The day the issues were distributed, the Alachua County state attorney called for Sachs’ arrest. After being fingerprinted and posing for a mugshot, he was released and O’Connell held a news conference.
The president, Sachs said, squeezed his shoulder as he told reporters that the Alligator editor would likely be expelled, fired from the newspaper and sent to prison for a year if he was convicted.
O’Connell also consulted lawyers to find out if he could still remove Sachs because he had disobeyed him, but was told he could not exert prior restraint.
“Doing a year in prison was not something I felt was a good career move,” Sachs said. “But if we didn’t challenge it, then our education would be hollow. The facts and the truth served us well then.”
In court, Chuck Chance and another lawyer, Fletcher Baldwin, argued that the companion statute to Florida’s abortion law violated the First Amendment. The judge ruled that both parts of the law were unconstitutional, helping set in motion a push by the Legislature to rewrite Florida’s abortion laws the following year. Lawmakers added exceptions for cases of rape or incest if the pregnancy would “substantially impair” a mother’s health, or if the fetus was likely to have a “serious physical or mental defect.”
“I wouldn’t say it was the most liberal (law), but it certainly lost some of the severe restrictions of 1868,” Sachs said. “And, look, none of us were living back in 1868. Back then, it was probably mainstream policy thinking to have these kinds of prohibitions. But there’s an evolution in policy thought and philosophy.”

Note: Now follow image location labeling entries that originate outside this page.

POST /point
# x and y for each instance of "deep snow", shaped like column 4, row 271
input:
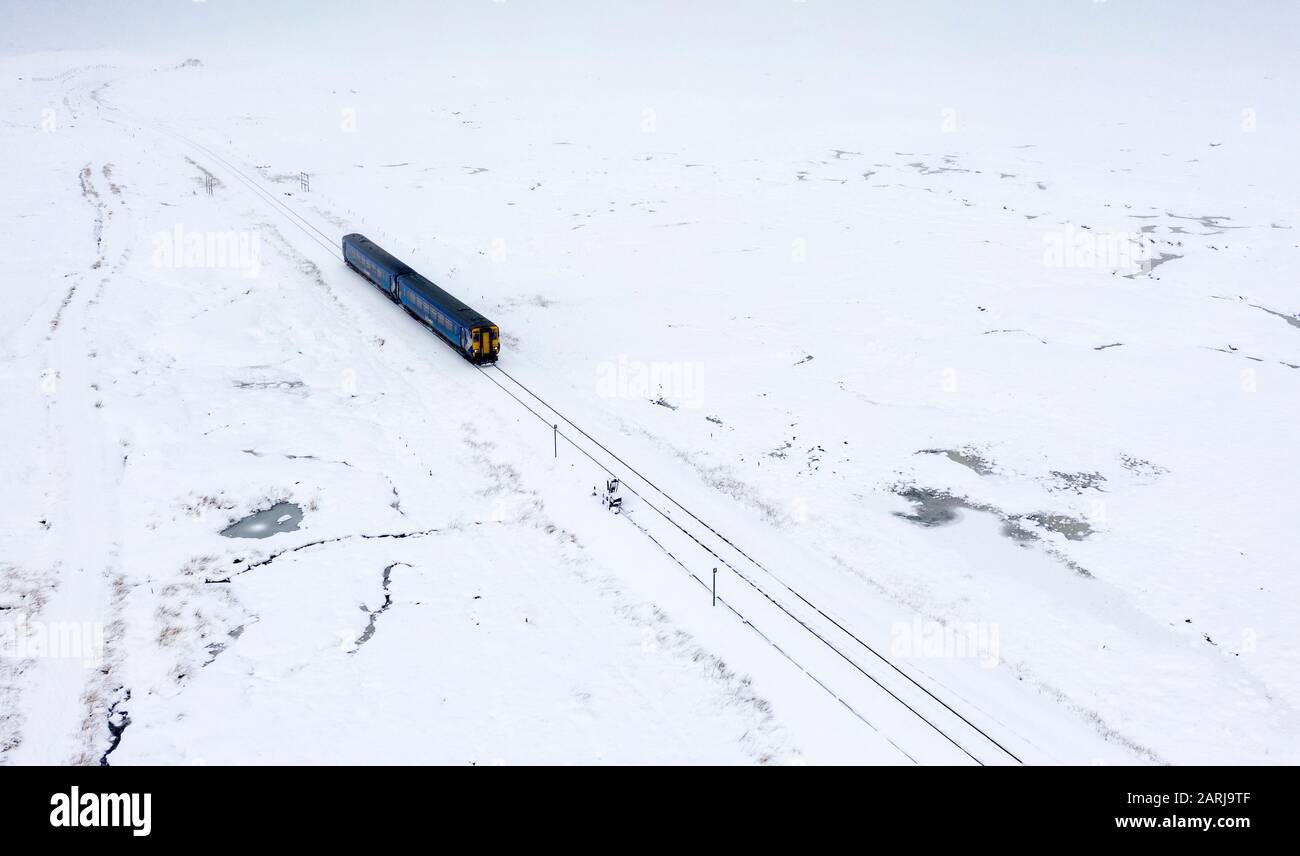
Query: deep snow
column 987, row 350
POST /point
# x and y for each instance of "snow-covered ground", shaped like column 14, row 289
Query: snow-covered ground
column 963, row 345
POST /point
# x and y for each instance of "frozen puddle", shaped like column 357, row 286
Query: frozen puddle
column 282, row 517
column 939, row 508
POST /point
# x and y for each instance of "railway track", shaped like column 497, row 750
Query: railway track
column 913, row 717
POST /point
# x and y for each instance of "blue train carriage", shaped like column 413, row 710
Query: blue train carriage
column 477, row 338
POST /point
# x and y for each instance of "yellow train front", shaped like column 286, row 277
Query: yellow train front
column 477, row 338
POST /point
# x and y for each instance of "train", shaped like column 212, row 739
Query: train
column 477, row 338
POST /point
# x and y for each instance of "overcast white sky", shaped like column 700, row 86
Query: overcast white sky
column 1214, row 33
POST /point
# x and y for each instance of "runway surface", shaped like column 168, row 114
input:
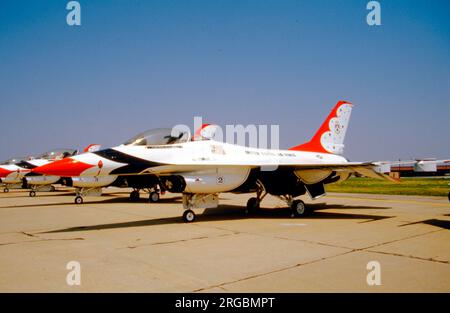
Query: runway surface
column 126, row 246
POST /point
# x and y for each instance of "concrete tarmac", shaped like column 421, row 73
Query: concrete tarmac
column 146, row 247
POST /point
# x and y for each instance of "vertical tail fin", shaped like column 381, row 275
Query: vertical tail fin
column 330, row 136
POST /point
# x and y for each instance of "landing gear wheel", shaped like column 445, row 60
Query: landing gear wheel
column 298, row 208
column 252, row 206
column 154, row 197
column 134, row 195
column 78, row 200
column 188, row 216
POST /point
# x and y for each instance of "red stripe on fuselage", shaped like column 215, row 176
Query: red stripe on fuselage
column 66, row 167
column 4, row 172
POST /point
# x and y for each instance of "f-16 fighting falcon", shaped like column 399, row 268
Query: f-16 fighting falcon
column 12, row 173
column 201, row 169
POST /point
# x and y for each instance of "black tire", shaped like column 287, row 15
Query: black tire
column 298, row 208
column 189, row 216
column 134, row 195
column 78, row 200
column 252, row 206
column 154, row 197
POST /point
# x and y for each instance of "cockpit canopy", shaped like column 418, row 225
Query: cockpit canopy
column 14, row 160
column 159, row 136
column 57, row 154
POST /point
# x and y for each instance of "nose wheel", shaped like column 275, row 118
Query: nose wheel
column 78, row 200
column 189, row 216
column 154, row 197
column 254, row 204
column 134, row 195
column 298, row 208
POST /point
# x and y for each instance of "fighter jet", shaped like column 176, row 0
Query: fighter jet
column 38, row 182
column 201, row 169
column 12, row 173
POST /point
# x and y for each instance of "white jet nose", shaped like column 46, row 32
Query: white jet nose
column 67, row 167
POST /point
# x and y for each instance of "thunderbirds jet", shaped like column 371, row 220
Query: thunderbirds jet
column 11, row 173
column 201, row 169
column 16, row 172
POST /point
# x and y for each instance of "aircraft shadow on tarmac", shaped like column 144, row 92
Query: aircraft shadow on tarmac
column 230, row 212
column 105, row 201
column 433, row 222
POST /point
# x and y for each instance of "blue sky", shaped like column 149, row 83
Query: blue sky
column 135, row 65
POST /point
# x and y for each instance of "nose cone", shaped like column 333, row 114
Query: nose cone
column 67, row 167
column 4, row 172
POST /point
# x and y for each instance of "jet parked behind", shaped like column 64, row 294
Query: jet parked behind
column 201, row 169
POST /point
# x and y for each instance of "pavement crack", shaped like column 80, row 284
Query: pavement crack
column 221, row 286
column 38, row 239
column 175, row 241
column 410, row 256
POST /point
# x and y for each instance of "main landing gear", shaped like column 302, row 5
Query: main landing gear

In January 1973, Roe v. Wade made access to abortion a constitutional right.
The same year, the Alligator was moved off campus and became the Independent Florida Alligator, continuing its tradition as a top training ground for U.S. journalists.
At the time, Sachs said, not many in the UF College of Journalism reached out to him or embraced what he was doing, he suspects out of fear. Today, the university that once sought to see him punished lauds Sachs on its website, calling his story a profile of “courage and conviction.”
“On very important issues, it’s not unusual for the pendulum to swing one way and maybe stay that way for a while and maybe swing back,” Sachs said. “We’re in a very divided time in our country, in our state, and I don’t think in my lifetime I’ve ever seen a more divided political time.”
He added: “It is what it is. Elected folks have the authority to pass policies, and policies can be challenged in courts sometimes, but this is where we are in 2022.”
Chance, who retired as a professor in 2003, wondered how college students will react to Friday’s Supreme Court ruling on the Roe case.
“It’s going to be very, very emotional and stressful,” she said. “It’s going to be an ugly time. I think there’s an undercurrent of racism, there’s an undercurrent of elitism. It just does not speak well for the moral compass for this country. But times change.”